The Pragmatic C++ Programmer

 A couple of days ago I was studying at my university library when my colleague Miguel Madrid got up and started to traverse the library looking for programming books. It’s a game we usually play, to find out a good quality book in a place full of Java 2 SE manuals…

There are some gems on that library though. There’s a couple of copies of Alexandrescu’s “Modern C++ Design” (No longer that Modern, right?) and “C++ Template Metaprogramming”, the latter only borrowed by me in the last five years according to the registry. I always try to have a copy of both, it’s easy since there are only a few people doing C++ there, never reaching the “TMP mental asylum” I’m usually in.

But that day, Miguel reached me with a copy of “The Pragmatic Programmer”. “One of the most influential books in the history of software engineering” the cover says. I’m so scared of how software engineering examples look like

 

Software engineering books

Ignore the fact that I didn’t like the book at all.
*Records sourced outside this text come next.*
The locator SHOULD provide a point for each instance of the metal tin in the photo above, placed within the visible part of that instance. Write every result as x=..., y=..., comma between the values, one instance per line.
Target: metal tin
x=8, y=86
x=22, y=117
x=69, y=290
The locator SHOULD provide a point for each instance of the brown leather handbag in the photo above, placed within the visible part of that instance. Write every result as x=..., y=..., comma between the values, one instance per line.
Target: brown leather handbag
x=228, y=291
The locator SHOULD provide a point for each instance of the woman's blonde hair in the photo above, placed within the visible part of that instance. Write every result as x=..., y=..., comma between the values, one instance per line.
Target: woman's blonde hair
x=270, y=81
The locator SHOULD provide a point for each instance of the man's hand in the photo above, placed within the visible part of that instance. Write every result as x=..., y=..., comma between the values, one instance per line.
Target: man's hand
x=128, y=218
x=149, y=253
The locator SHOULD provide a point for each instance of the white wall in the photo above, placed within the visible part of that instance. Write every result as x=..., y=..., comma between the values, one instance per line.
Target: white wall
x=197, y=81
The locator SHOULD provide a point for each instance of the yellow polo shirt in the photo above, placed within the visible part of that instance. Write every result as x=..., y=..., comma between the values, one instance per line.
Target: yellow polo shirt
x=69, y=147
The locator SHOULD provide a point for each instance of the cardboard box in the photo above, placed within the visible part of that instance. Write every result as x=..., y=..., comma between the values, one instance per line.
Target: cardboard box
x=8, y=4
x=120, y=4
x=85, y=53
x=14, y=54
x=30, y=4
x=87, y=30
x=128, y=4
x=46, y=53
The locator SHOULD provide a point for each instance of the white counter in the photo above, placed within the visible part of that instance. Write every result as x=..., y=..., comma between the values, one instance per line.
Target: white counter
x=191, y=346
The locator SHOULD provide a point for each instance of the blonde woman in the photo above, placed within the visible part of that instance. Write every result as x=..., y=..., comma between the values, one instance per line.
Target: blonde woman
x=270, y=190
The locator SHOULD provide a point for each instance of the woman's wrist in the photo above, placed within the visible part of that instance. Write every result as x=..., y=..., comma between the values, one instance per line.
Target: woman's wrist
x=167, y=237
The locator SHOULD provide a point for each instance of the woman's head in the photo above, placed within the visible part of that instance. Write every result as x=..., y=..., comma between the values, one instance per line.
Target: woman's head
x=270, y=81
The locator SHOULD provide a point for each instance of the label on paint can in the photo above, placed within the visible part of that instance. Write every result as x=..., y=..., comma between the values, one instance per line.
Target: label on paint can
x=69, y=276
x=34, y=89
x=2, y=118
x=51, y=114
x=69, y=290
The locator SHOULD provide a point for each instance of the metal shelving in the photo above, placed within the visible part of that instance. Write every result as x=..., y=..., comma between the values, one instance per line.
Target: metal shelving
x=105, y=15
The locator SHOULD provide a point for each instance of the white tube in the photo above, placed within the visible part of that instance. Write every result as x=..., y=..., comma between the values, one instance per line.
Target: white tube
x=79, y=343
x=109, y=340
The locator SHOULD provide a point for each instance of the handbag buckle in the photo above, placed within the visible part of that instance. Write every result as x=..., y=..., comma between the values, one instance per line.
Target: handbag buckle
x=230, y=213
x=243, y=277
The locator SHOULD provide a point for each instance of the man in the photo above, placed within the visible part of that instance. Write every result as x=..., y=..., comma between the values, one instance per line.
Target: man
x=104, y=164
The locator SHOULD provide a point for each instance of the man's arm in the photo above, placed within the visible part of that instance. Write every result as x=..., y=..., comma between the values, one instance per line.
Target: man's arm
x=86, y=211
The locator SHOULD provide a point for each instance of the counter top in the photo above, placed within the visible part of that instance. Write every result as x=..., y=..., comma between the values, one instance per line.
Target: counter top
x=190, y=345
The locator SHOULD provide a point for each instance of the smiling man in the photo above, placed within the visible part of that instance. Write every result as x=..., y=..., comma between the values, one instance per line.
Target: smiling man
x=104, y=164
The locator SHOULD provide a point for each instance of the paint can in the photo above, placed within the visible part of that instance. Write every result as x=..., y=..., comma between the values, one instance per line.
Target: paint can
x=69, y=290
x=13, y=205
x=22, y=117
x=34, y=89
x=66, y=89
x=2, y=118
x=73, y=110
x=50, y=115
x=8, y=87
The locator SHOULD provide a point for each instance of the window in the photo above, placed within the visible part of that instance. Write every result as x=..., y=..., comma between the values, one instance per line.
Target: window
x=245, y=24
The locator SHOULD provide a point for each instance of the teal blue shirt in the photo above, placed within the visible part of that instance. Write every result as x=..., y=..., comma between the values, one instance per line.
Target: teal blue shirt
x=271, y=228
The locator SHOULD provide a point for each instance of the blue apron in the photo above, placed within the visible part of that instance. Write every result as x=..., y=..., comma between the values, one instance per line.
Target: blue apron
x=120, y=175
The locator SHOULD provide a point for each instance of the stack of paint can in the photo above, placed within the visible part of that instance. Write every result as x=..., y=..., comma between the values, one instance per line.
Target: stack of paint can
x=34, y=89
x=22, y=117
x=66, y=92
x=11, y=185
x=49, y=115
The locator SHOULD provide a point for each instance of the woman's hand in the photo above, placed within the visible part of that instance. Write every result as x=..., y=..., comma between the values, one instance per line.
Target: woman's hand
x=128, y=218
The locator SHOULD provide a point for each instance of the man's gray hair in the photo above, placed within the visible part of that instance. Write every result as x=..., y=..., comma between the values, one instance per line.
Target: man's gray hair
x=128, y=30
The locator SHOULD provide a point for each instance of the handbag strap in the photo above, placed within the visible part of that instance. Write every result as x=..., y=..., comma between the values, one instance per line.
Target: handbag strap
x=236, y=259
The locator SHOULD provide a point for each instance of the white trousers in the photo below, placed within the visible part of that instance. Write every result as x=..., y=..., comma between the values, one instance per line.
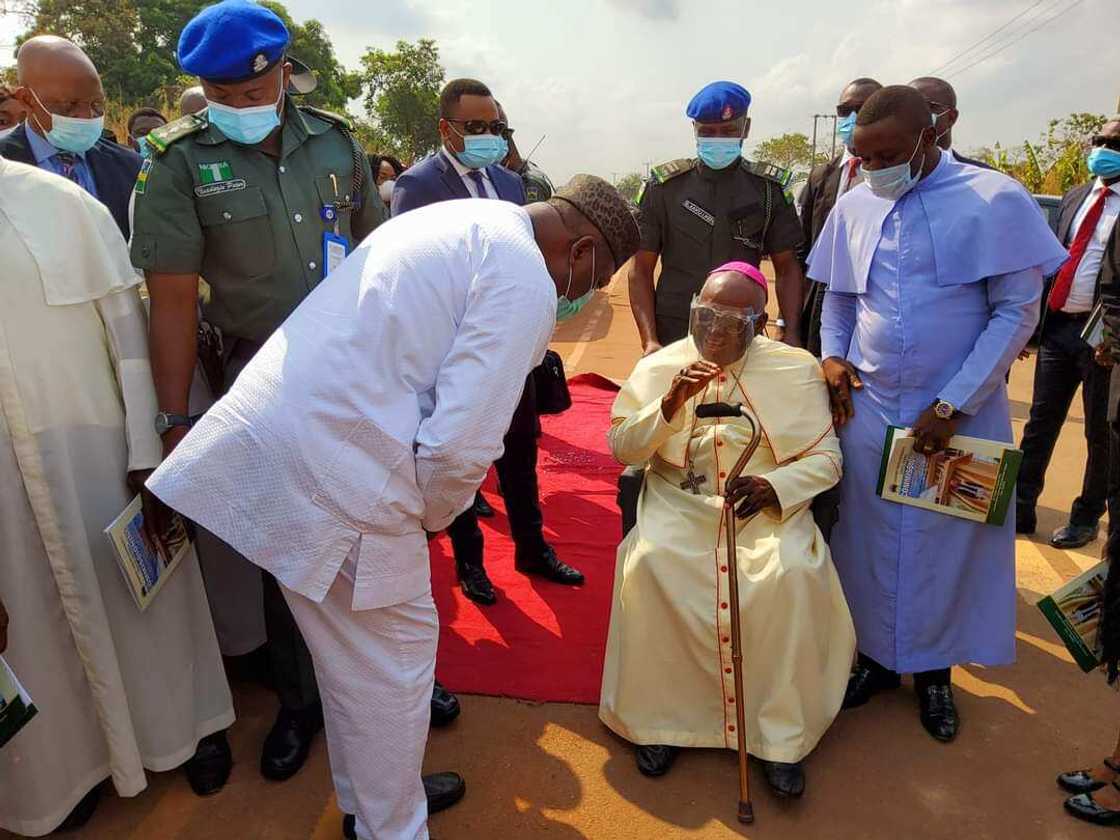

For me, it’s only another example of how someone sells his own experiences as a “how you should do” book. What really matters for me are the code examples and guidelines.

I always suspect from a book of this kind that provides examples in multiple programming languages. I’m sorry guys, but each language has its own rules, design decisions, optimal ways to perform a task. A language is designed to be used in a specific way. Of course you can use a chainsaw as a toothbrush, but don’t expect that things will work as optimal as expected…

There’s nothing wrong in providing multiple examples in different programming languages at the beginning, but things start to stink when a guideline is implemented in almost exactly the same way in two completely different languages. What’s wrong with “The Pragmatic Programmer”? In the fact that the only main differences between its examples are that in Java the author uses dots, and in C++ arrows.

People don’t understand C++

C++ is hard, I will not deny it. But there are a lot of people who do not understand how C++ works, and even when considering C++ an object oriented language (I’m afraid it’s not), C++ OOP has nothing to do with Java-like OOP.

OOP is not about objects and classes, but about program modules intercommunication, but we usually forget that and try to map everything as an object. And since people is used to GCed OO languages, most of them think that objects live elsewhere and should be referenced. So they usually do the horrible Class* ptr = new Class(); pattern by default, and never get the role of constructors and destructors except in wrapper classes that manage new/delete automatically.

From “The Pragmatic Programmer”:

If circumstances permit we can change from a pointer var to an actual node object

Here the author realizes that C++ has ctors and dtors and hence you can write a wrapper class that manages that object instantiation/destruction for you. That’s the point when I started to cry. No, being in the pre move semantics era is not a reason to Javaize every variable in a way to boost object passing. And I’m sure the author didn’t write the examples in Java++ because of performance concerns.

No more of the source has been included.